Companies including Uber, Meta, Microsoft, Salesforce, and DoorDash are now reportedly tightening controls around AI spending as token consumption and computing expenses continue to rise.
Turns out “use AI for everything” sounds a lot better before the monthly invoice arrives.
TL;DR
- Major companies are starting to limit AI usage as costs rise.
- Uber, Meta, Microsoft, Salesforce, and DoorDash are reportedly tightening AI spending.
- Growing token consumption is driving larger AI bills across the industry.
- Companies are shifting from AI experimentation to more measured deployment.
- The AI boom continues, but businesses are becoming more selective about where AI delivers value.
AI Tokens Are Driving Up Costs
A major contributor to rising expenses is the growing consumption of AI tokens, the units used to measure activity within AI systems.
As employees rely more heavily on advanced AI models, companies are paying significantly more for computing resources.
Google recently revealed that its systems now process more than 3.2 quadrillion AI tokens every month, highlighting how rapidly AI workloads are expanding across the industry.

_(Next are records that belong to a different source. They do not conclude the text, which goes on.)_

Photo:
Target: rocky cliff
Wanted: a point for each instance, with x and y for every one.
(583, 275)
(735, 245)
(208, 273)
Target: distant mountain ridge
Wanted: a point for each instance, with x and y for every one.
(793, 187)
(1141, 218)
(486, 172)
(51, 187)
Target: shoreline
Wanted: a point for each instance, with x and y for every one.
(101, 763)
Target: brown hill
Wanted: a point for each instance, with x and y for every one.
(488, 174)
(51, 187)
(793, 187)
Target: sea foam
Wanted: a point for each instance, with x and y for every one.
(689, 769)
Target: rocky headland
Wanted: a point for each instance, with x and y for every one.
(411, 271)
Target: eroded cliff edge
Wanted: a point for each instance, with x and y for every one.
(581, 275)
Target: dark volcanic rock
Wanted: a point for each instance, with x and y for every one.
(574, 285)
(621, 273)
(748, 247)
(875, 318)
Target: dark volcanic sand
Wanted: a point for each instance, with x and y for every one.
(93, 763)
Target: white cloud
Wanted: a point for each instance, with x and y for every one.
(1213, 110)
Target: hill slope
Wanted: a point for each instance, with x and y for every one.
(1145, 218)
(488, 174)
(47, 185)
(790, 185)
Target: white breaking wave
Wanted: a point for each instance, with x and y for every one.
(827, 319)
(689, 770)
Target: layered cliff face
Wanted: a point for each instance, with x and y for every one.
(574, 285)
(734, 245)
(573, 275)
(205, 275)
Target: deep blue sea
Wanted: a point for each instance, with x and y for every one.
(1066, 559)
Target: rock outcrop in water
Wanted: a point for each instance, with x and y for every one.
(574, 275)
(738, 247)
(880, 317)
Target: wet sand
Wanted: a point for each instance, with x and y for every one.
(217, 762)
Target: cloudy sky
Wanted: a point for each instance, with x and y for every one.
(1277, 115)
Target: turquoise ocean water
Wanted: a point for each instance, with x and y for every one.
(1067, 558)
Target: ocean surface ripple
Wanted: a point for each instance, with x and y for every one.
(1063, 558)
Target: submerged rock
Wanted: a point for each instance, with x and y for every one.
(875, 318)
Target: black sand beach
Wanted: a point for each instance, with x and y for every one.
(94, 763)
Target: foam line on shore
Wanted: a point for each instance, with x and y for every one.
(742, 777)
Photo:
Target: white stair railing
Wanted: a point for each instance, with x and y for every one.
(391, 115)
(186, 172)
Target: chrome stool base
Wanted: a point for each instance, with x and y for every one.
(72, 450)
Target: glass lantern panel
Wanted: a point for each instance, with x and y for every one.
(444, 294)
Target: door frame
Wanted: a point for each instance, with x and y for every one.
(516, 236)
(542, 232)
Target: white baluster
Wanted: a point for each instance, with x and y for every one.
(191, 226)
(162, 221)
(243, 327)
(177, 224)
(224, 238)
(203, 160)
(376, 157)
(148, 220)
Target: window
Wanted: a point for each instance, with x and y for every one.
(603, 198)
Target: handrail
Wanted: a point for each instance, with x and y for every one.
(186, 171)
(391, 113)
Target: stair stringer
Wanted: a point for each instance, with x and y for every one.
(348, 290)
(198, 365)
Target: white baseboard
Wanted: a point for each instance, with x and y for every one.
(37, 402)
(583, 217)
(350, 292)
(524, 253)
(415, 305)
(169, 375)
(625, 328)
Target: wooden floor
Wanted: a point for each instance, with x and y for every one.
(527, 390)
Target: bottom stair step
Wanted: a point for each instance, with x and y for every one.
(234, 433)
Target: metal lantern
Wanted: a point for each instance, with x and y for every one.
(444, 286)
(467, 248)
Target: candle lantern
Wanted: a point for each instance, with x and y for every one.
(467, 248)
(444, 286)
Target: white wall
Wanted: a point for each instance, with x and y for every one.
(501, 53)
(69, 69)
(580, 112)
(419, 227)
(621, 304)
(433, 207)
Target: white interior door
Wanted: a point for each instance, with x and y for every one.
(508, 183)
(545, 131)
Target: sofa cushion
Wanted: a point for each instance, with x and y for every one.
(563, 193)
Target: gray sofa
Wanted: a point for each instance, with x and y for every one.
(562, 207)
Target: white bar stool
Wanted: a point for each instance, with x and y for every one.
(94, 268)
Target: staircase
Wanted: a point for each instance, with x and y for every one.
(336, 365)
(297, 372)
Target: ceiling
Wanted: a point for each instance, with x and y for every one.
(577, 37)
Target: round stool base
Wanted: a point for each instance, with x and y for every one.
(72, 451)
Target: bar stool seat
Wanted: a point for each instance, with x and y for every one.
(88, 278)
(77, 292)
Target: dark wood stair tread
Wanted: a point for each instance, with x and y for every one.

Companies Are Starting to Tighten Controls
Reports indicate that companies including Uber, Meta, Microsoft, Salesforce, and DoorDash are introducing stricter controls around AI usage.
Some organizations have reportedly exhausted annual AI budgets within months, while others are steering employees toward cheaper AI tools or monitoring whether AI spending is producing measurable business results.
The goal is no longer maximizing AI usage. The goal is maximizing useful AI usage.
The End of Tokenmaxxing?
The shift follows a period many insiders described as tokenmaxxing, where employees were encouraged to use AI as much as possible as companies rushed to demonstrate AI adoption.
In some cases, expensive AI models were used for simple tasks, generating large costs without delivering proportional value.
Now, executives are increasingly focusing on outcomes rather than token counts.
Apparently, AI usage charts look less impressive when they’re attached to a budget spreadsheet.
AI Isn’t Slowing Down
Despite the growing focus on costs, this does not signal a retreat from AI.
Companies continue to invest heavily in AI infrastructure, data centers, chips, and automation systems. The difference is that businesses are moving from experimentation to optimization.
The AI boom is still very much alive. Companies are simply learning that scaling AI and paying for AI are two very different challenges.